What should you do when you face a safety problem? Remember, the competent person at the excavation site has the responsibility to ensure that workers are adequately protected. If you have any questions or concerns about the excavation, its protection, or the nearby surroundings, always check with the competent person before you go into an excavation . Many times the competent person is also the supervisor on site. However, if this is not the case, the next step is to go to your supervisor if you still have safety concerns, and ask him/her to correct them. If this doesn’t work, (and you are represented by a union), contact your union steward. He or she can:

  • Try to get the situation corrected through informal discussions with management; 
    File an grievance; 

  • If represented by AFSCME, the steward can request assistance through their local union president or Council Staff Representative. Your local union leadership or council staff representative may also know if the problem is being worked on, or if other locals are having similar problems. The Council Staff Representative may also contact the International Union in Washington, DC to request information and technical assistance; 

  • Contact OSHA. If you are a public employee, you are only covered by OSHA if your states has a federally approved OSHA Plan. Some states also have non-federally approved public employee laws that may also provide protection. Private sector employees may file an OSHA complaint with either federal or sate OSHA, depending on who has jurisdiction in your area.

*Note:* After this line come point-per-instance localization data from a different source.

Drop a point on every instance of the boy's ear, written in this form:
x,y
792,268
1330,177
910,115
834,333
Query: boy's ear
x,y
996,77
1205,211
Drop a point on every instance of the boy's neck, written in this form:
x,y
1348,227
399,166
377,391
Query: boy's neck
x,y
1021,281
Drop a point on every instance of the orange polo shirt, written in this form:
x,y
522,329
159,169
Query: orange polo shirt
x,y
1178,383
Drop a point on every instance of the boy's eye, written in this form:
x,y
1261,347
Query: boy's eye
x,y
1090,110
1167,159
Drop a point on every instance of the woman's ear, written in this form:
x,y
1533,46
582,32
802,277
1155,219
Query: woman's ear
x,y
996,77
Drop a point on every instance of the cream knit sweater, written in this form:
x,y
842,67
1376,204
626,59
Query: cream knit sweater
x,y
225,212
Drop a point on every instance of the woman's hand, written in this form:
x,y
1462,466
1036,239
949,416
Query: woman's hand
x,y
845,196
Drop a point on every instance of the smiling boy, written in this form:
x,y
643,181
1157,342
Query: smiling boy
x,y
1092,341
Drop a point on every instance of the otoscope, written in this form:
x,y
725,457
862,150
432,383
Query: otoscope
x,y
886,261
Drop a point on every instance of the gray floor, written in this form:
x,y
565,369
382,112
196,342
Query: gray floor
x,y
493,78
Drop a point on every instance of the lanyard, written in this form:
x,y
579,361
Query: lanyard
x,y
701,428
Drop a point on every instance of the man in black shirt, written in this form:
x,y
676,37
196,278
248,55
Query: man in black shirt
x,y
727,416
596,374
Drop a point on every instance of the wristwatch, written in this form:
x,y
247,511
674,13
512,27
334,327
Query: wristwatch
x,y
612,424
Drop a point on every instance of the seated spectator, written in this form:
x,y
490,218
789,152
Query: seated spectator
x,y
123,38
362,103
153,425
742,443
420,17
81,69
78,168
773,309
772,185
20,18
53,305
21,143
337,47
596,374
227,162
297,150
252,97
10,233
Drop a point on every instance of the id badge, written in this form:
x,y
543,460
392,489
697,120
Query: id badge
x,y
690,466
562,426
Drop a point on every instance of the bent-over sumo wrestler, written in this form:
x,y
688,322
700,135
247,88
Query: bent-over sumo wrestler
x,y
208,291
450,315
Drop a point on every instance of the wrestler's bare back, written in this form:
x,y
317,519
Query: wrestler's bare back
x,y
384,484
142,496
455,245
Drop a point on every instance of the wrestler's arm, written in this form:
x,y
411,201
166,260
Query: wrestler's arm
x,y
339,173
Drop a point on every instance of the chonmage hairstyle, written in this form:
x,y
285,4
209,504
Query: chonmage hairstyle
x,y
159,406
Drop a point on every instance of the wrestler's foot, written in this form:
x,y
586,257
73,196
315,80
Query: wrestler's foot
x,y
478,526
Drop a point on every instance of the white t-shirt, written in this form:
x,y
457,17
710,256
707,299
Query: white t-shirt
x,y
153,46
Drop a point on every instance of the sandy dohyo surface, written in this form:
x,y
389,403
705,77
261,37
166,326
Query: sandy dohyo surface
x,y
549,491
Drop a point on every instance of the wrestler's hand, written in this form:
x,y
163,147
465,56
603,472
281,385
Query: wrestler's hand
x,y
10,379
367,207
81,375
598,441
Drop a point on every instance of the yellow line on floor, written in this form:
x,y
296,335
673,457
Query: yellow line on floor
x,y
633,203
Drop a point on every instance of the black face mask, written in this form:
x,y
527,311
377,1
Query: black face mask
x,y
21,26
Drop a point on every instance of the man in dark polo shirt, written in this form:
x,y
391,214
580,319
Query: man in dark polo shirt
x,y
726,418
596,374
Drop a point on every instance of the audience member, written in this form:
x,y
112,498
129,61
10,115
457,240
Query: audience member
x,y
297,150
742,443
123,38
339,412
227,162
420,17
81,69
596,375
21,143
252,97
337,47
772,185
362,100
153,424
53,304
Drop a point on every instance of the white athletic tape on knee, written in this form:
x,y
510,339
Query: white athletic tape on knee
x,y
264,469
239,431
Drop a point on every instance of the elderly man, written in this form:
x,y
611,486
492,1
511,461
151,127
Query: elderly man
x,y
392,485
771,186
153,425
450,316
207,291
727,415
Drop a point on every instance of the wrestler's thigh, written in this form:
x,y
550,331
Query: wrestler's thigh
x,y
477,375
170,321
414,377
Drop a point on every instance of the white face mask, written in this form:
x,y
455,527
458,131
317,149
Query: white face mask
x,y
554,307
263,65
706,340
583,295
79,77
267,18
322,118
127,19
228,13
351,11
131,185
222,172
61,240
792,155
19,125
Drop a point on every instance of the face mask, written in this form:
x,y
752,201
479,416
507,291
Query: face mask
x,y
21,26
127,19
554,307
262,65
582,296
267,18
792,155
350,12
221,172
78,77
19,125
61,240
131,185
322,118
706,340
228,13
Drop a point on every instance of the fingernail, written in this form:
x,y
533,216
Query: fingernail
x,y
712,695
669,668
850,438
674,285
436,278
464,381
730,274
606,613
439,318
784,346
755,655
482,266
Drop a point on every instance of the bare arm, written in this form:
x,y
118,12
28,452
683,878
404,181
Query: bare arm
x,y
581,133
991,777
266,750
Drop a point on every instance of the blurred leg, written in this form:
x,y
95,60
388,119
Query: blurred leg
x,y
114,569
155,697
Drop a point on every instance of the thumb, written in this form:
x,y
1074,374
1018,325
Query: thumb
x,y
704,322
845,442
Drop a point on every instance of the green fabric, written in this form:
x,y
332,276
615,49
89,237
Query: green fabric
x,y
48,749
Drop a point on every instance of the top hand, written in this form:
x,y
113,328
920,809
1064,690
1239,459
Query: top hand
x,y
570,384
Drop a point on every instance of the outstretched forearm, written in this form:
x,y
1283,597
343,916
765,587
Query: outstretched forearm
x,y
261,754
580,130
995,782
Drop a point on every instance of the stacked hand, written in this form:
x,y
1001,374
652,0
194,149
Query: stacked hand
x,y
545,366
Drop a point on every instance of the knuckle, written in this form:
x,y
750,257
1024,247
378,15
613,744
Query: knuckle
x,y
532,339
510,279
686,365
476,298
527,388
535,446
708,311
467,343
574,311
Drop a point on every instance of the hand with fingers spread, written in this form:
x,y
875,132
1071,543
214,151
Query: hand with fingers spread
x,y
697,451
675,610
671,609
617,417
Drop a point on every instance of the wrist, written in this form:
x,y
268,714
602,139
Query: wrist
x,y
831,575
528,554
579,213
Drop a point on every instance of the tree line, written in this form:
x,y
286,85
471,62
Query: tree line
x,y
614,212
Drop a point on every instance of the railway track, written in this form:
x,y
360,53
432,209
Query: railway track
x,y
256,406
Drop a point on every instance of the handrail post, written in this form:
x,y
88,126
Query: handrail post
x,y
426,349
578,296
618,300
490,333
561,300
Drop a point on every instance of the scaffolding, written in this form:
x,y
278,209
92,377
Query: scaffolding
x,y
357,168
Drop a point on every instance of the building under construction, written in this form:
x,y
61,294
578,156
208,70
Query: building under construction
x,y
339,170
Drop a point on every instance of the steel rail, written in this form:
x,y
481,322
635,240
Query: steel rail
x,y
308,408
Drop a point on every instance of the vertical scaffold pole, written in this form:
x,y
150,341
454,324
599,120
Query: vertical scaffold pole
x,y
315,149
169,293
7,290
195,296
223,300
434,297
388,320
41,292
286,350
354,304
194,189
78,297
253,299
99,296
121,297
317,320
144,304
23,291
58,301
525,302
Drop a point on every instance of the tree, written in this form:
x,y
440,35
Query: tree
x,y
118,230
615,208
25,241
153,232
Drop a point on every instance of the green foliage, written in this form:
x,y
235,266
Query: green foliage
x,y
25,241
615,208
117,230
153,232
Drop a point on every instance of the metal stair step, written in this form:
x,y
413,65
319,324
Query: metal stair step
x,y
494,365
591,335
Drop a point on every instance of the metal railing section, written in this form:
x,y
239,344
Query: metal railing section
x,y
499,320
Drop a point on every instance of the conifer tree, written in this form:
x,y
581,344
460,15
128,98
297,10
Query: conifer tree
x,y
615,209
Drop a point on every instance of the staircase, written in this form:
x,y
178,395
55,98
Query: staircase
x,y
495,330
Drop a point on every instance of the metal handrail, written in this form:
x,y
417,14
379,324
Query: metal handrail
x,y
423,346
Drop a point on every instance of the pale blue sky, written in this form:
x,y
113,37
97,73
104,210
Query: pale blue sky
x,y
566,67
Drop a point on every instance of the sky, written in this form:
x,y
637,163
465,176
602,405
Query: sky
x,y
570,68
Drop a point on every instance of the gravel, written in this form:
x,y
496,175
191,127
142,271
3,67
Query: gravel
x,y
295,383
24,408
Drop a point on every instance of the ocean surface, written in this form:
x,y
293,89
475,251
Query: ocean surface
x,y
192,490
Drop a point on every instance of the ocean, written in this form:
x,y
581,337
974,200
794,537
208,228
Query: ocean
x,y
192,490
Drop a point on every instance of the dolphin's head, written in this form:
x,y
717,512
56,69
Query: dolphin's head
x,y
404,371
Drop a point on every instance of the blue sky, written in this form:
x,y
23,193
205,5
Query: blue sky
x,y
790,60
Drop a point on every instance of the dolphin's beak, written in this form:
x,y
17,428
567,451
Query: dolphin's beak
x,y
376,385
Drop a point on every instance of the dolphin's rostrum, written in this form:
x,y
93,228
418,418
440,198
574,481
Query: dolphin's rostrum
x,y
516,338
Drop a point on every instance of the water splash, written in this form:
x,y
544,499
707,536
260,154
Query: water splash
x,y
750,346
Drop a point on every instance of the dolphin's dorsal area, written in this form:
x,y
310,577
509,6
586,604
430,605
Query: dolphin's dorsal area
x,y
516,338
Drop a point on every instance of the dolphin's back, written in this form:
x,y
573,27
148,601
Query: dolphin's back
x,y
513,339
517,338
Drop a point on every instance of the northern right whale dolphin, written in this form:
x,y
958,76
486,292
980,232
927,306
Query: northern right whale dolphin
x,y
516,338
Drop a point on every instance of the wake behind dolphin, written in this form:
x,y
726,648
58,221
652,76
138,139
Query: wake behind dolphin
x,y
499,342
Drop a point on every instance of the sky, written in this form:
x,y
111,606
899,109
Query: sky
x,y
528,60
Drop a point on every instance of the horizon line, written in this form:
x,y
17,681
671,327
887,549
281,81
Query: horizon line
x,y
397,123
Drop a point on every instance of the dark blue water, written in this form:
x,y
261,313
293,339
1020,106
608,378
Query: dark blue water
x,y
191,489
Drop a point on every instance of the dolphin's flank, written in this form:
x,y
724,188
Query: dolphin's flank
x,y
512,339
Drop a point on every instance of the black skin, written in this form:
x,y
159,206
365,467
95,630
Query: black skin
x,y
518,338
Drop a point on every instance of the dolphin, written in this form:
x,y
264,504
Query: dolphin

No worker should have to chose between their life and their job. As a last resort, if you believe you are in a life-threatening situation, refuse to work in an unsafe trench or excavation. Before refusing to do the work, you must try in good faith to fix the situation by contacting your supervisor and management. Immediately tell your supervisor that you believe there is a imminently dangerous situation. If not remedied immediately, offer to do other work instead. You should also immediately contact the union. But never leave the work site until the supervisor tells you to go home.


You can protect your health and safety on the job by following safe work procedures and by communicating with your supervisor, management, and your union. If necessary, you can file grievances and use federal and state laws. As a last resort, you can refuse work that puts your life in danger.